The sky had not yet recovered from the divine scream.
A jagged chasm of lightning split the heavens, momentarily illuminating the ruined spires and shattered wards of what had once been Storm's Creed's sanctum. The ground still trembled beneath the aftershock of Martin's strike. Ash curled in the air like incense left burning too long.
Hovering above the crater, the divine spirit pulsed—alive, but not whole. Its body shimmered with unstable form: obsidian bones laced in flowing metal, a ribcage half-dissolved into clouds, a heart visible through shifting gaps in its torso, beating too fast, too bright. Its voice had no words—only shrieks of sound, each one fraying the edges of thought.
Without worshippers.
Without doctrine.
Without shape.
It thrashed through the skies like a newborn star denied its cradle.
"Well," Martin muttered, brushing soot from his collar, "this escalated."
A heavy thud behind him.
Belisarius landed in a half-kneel, his armor cracked across the shoulder and thigh, Compliance sparking at the seams with each movement. He coughed once—blood on his lips—but stood tall all the same.
"You idiot," he growled. "It's not just wild—it's untethered. There's no soul-weight binding it to form. If its core ruptures, the resulting backlash will poison everything in a hundred kilometers. The land. The air.

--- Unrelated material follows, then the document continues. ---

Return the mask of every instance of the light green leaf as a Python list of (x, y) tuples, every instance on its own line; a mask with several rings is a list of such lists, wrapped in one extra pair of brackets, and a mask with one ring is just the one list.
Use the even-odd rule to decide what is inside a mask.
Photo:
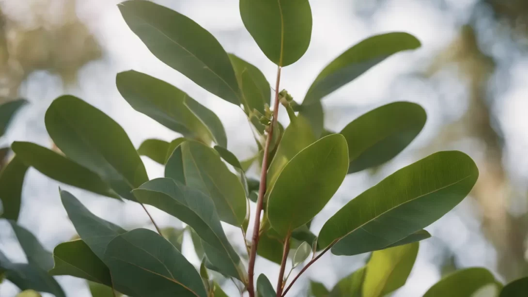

Even time might fracture around the epicenter."
Martin nodded, pulling a sealed rod from his coat. "Right. Let's not have that. You distract it while I finish this."
Belisarius narrowed his eyes. "You're giving orders now?"
"You were going to do it anyway," Martin replied.
"Fair," Belisarius grunted, before leaping skyward.
Above the crater,
The divine spirit sensed the approach of a living will and screamed—a column of lightning arcing from its chest as it hurtled toward Belisarius. The Warden gritted his teeth and twisted mid-air, Compliance's blade intercepting the bolt. The runes along the sword's edge flared, absorbing just enough to stop the blast from atomizing him.
He crashed through the bolt, landing atop a crumbled archway, the stone sagging under his weight. Mana scorched through the air like wildfire. The spirit was already turning, reforming tendrils of energy that acted as limbs and weapons both.
"Calm down, little one," Belisarius muttered under his breath. He raised his sword.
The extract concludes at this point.